Soon after this episode William was transferred to Canada. Here he faced much opposition from government officials. On one occasion he recorded, “We met with the Chief of Police to day and he had the gall to ask us to leave town again said we would be arrested for a public nuisance.”3 He soon returned to Vermont and continued tracting and holding open air meetings. In February 1913 William transferred to New Jersey where he spent the remainder of his mission. After more than two years away, William returned home from his mission on 23 July 1913.
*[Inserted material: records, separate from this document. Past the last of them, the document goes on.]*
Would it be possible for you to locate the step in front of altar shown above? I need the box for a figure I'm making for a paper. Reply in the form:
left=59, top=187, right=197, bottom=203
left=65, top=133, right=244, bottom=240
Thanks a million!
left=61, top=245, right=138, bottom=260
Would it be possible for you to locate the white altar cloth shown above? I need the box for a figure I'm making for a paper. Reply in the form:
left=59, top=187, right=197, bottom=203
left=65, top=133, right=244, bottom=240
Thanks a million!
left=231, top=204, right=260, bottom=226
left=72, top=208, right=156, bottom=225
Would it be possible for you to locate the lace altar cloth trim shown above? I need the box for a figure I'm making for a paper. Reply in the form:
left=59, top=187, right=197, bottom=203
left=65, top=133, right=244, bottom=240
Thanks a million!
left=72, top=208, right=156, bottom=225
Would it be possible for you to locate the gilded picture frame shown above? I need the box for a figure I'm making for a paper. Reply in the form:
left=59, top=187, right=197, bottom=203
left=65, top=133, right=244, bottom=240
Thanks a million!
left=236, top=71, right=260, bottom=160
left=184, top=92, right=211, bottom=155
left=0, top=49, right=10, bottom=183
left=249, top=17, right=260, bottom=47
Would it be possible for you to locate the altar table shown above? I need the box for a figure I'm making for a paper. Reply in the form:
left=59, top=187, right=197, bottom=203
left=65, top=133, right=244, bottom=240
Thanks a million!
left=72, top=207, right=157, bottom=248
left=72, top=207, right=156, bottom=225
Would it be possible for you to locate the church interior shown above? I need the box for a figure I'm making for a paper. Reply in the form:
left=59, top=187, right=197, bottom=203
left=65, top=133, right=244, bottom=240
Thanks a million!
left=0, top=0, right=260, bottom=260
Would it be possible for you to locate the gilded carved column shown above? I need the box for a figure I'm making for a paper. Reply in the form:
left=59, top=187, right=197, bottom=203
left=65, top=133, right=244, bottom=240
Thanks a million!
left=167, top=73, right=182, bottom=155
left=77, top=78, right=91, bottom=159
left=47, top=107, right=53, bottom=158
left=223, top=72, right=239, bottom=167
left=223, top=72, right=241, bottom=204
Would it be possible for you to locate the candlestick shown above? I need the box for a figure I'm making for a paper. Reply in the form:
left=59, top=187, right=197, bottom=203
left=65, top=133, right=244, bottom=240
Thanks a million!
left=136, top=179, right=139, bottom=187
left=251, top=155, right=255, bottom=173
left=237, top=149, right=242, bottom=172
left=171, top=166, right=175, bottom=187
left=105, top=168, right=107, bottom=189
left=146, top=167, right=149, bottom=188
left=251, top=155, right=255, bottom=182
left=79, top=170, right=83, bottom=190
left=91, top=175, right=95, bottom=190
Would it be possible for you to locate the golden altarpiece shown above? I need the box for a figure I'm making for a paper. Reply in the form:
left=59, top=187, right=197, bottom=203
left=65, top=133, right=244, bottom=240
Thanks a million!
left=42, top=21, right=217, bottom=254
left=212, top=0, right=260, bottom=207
A month after returning from his mission William obtained employment in a sugar factory in Billings, Montana. There he married Carrie Huldah Drew, a friend from Vermont, on 29 November 1913; they settled in Wyoming and were blessed with eight children, six of whom survived infancy. William labored for a time as a home missionary, preaching in the small branches of the Church in Wyoming. Around 1928 he moved his family to Wendell, Gooding County, Idaho, where he engaged in farming. Tragically, William Edwin Rappleye died at the young age of forty-three on 30 May 1930.

Endnotes

1 William Edwin Rappleye, “Diaries, 1911–1914,” 27 November 1911. MSS 832, L. Tom Perry Special Collections, Harold B. Lee Library, Brigham Young University.

2 Ibid., 19-20 February 1912.

3 Ibid., 6 May 1912.

Bibliography

Ancestry World Tree Project. Provo, Utah: MyFamily.com Inc., 2003. 16 April 2004 available from http://www.ancestry.com/trees/awt/main.htm.

Rappleye, William Edwin. “Diaries, 1911–1914.” MSS 832, L. Tom Perry Special Collections, Harold B. Lee Library, Brigham Young University.